Working w/ unemployment :
keep a schedule

It can be easy to sleep in later, stay in pajamas all day, and just sit down at the computer (or newspaper classifieds) and try to go at it. I've had weeks like that... and I barely got anything done.

When I set up a schedule for myself, around my expectations for job searching, breaks, and other things I aim to do over the week (details of which are for a later post), I don't always follow it to a T, but frankly, I get shit done.


I've found that the organization of a schedule has had a similar motivating effect, like the one I mentioned in my last post about bettering yourself. It's not just a schedule but a set of goals and rewards, that become more achievable and more rewarding.

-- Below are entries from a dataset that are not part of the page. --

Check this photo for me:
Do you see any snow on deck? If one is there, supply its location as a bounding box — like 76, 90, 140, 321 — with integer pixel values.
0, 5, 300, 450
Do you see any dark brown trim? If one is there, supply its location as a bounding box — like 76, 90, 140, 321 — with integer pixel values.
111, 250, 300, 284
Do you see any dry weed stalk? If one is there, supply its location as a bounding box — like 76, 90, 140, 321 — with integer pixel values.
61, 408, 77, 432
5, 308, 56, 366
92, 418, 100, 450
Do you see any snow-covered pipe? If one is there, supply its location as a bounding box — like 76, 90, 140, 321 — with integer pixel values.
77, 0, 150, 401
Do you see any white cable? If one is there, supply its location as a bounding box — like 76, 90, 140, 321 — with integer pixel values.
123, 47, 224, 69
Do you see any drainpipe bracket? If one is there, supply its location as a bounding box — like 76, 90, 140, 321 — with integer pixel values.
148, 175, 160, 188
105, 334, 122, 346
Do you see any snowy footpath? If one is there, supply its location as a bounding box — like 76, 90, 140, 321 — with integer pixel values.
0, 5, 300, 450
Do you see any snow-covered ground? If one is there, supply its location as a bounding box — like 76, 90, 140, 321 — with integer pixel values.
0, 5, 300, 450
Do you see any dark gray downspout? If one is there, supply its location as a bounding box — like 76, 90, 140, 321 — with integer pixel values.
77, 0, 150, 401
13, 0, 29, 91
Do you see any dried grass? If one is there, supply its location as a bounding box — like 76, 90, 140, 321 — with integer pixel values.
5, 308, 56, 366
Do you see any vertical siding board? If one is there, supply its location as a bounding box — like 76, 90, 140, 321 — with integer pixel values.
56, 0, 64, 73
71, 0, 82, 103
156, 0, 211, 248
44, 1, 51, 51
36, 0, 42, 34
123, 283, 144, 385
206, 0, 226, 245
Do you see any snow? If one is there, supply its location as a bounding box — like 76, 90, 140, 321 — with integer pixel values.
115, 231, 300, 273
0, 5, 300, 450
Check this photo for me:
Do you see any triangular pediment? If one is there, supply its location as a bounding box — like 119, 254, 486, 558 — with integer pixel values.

The other part of keeping a schedule is making sure you do all the work you need to do. Set a time to wake up and a morning routine, and if you're anything like me, you'll get more done throughout the day. It should also make the transition back to work easier, since you've been scheduled all along.

This is one of those things that I think is helpful for any stage of life, but an especially important reminder when it can be easy to ignore. How do you keep track of a schedule, and does it keep you on track with life?

Monday, April 23, 2012

Working w/ unemployment :
better yourself

Blogger's note: Apologies for the lack of posts the last couple weeks. I'll be finishing up this series over the next week or so, followed by an explanation of the sporadic posting this month.

As I mentioned in my first post of this series about working with unemployment, I'm fortunate to have a lot of support in this transition. As such, I am able to spend some of my time on personal projects, one of which is an emphasis on bettering myself.

Essentially, if you are in the situation to have a new found block of time you might not have had otherwise, I say take advantage of it. Learn something, try something, improve something about yourself.

These things are going to vary for everyone, and possibly be pretty personal. Many of the things I've talked about doing during this transition (learning, volunteering, etc.) could all be ways of bettering myself.

I've also been doing personal training. I look unhappy, but I'm bettering myself!

Here's why focusing on bettering yourself in some way (and really, it is whatever that means to you) is so important during this time: it's motivating. When I feel successful at the gym, or that I'm learning how to do new things, and learning more about my mind and body, it motivates me to seek those things professionally. When I submit job application after job application and don't hear anything back, it can be demoralizing. It's great to have something that I have more control over, that I can trust will lead to progress and success. For me, that success has lead to more confidence which has also translated to my job search.

Unemployed or not, do you take time to better yourself? What does that look like for you?